The Road Ahead: Tech Shifts, Market Forces, and Competitive Advantages
Defenders are leaning on phishing-resistant MFA, zero trust remote access for OT, identity threat detection, and microperimeters that reduce blast radius. Immutable or offline backups with rapid restore turn extortion pressure into a recoverable event instead of a business crisis.
Scale matters next. SBOM-driven prioritization, maintenance-aligned patch orchestration, and compensating controls for unpatchable OT raise resilience. Service-led security—MDR with OT expertise, secure commissioning by integrators, and managed identity for suppliers—helps standardize baselines as adversaries automate credential attacks and sharpen multi-extortion playbooks.
From Avoidable Losses to Durable Resilience: What to Do Now
The central findings were clear: manufacturers were disproportionately targeted; ransomware in this sector outpaced others in frequency and severity; and a small number of catastrophes produced most losses. Crucially, simple failures—especially MFA missteps—turned manageable threats into existential events.
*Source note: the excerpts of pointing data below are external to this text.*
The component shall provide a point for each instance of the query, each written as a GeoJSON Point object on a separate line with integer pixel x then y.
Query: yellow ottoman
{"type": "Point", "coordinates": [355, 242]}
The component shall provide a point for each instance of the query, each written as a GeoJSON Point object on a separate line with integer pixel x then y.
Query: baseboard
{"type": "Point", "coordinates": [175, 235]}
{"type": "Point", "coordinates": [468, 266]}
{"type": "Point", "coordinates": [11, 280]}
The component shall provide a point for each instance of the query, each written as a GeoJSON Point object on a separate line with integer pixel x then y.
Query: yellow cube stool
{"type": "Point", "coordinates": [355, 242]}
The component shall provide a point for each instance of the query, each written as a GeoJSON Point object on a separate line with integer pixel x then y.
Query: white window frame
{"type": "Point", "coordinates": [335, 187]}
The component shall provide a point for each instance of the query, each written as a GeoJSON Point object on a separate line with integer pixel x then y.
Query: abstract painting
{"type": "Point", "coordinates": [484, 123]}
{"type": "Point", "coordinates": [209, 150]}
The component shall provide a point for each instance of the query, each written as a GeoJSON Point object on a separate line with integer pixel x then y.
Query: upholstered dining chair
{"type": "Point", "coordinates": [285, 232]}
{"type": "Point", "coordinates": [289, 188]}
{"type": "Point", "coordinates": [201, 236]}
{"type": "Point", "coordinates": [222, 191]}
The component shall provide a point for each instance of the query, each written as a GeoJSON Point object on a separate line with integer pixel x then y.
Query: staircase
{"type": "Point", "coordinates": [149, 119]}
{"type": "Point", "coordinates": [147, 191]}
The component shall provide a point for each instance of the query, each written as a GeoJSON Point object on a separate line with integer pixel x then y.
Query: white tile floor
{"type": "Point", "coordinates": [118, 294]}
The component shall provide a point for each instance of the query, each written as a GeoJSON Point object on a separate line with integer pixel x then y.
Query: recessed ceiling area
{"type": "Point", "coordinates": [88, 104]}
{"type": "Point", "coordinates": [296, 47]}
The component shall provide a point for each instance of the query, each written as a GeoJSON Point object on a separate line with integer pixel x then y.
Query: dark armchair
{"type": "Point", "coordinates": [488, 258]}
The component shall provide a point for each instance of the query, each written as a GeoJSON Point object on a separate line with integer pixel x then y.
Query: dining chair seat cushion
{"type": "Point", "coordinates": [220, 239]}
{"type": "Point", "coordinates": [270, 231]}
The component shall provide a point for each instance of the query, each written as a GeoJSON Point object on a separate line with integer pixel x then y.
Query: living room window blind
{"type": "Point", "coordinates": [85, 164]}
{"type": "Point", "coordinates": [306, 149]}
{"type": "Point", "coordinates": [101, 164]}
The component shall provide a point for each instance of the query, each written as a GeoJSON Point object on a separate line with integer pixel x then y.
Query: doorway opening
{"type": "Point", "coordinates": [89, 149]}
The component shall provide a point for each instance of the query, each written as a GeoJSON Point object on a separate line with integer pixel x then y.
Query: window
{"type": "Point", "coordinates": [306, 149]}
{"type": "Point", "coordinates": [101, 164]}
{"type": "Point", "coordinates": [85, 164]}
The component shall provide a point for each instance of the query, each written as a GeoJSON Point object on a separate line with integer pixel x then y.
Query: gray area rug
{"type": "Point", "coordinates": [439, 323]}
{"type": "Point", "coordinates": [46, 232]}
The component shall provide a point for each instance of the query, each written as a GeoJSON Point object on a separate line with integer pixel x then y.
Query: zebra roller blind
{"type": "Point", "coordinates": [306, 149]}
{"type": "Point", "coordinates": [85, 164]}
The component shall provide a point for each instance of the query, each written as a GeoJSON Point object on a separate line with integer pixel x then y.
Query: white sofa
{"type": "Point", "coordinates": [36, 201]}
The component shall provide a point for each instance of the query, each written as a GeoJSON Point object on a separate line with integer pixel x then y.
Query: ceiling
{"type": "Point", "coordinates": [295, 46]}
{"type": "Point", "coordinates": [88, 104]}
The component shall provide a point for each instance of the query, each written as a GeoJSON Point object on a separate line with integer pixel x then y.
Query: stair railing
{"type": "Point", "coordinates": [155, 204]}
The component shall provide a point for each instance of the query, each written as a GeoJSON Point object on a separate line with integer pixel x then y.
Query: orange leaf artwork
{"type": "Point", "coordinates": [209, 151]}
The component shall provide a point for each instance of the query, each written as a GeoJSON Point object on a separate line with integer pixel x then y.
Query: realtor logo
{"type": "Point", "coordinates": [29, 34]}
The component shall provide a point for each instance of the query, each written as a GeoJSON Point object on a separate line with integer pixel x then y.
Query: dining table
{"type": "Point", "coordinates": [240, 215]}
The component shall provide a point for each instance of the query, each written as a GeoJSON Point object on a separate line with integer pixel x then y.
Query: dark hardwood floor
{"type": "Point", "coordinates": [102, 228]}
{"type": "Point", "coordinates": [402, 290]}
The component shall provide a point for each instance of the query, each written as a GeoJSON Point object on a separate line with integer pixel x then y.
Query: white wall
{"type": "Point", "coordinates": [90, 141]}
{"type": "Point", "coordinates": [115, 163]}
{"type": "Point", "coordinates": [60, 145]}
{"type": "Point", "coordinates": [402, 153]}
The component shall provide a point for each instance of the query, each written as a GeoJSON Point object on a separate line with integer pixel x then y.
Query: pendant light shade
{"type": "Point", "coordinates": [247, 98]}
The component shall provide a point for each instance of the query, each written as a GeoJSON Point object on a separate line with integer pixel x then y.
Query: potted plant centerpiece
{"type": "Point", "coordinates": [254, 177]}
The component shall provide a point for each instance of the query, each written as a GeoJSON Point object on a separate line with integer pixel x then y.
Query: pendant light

Next steps emphasized action over overhaul. Harden MFA first for admins and remote access, with conditional access and red-team validation. Prove recovery by quarterly restores, golden images for critical systems, and backup isolation from domain compromise. Drive risk-based remediation with segmentation and allowlists where patching must wait. Tighten payment verification, monitor anomalous transfers, and enforce supplier minimums—least-privilege access, credential vaulting, logging, and time-boxed connectivity. Investment favored identity, recovery, and vendor access, paced to production windows and guided by insurance incentives.